Monday, September 5, 2016

A Culture Night Miscellany in Rathmines

I'm really looking forward to joining  Kevin Hora, Maggie Breheny and Anne Marie McGowan for A Culture Night Miscellany of poetry, music, story and song in Rathmines Town Hall on Friday, Sept. 16th. And it will be a particular pleasure to welcome fellow poet Jane Clarke to Rathmines College.

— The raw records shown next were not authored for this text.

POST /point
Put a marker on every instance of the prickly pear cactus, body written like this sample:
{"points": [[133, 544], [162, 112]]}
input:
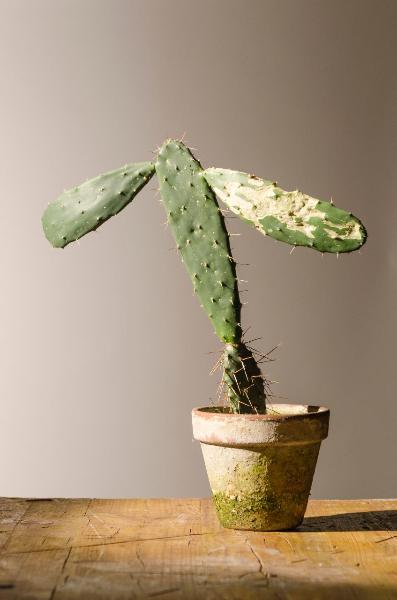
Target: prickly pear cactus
{"points": [[199, 228], [84, 208], [202, 239], [243, 379], [200, 233], [291, 217]]}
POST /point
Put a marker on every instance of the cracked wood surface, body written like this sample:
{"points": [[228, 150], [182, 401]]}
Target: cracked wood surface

2016 has been a good year for Jane, but, then again, all the recent years  have been good for her. This year she was winner of the Hennessy Literary Award for Poetry and was shortlisted for the Royal Society of Literature 2016 Ondaatje Literary Award. Her first collection, The River, was published by Bloodaxe Books in 2015.  In  2014 she won the Listowel Writers' Week Poetry Collection Award, the 2014 Trocaire/Poetry Ireland Competition and was  shortlisted for the 2014 Hennessy Literary Awards, as she was in 2013. I don't have to, but maybe I'll stop there. Suffice it to say, she is a cut above........., but then, like myself, she does come from Roscommon.

Jane Clarke

Do we torture what we don't like the look of ?


Prostrate on the beach,
a slop of sea pulse,
a glob black as chewed tobacco
fallen from the lip.

My mother said -
the sea is sick,
it's breath on the beach is bad
and its puke is scattered
all over the sand.

She said
all its pin points are boiling,
its stomach heaves;
that it will yellow our skin
if it gets half a chance.

Then this morning,
when something with small eyes
came out of the sea,
I pelted stones at it
till the tractor came.

Thursday, September 1, 2016

Old Man

The tyre hanging in the garden
is proof that children used to  play there;
but in the breeze it’s a shaking head.

Today snowflakes flying by
leave the sycamore white on its northern side.
The garden is still: no snowman, no footprints.

The tyre is an old man;
with an old voice, he explains:  
“I cannot remember names; truth is

I hung too close to the trunk to be of use;
the sycamore branches bolted upwards;
to this day they’ve never spread out.”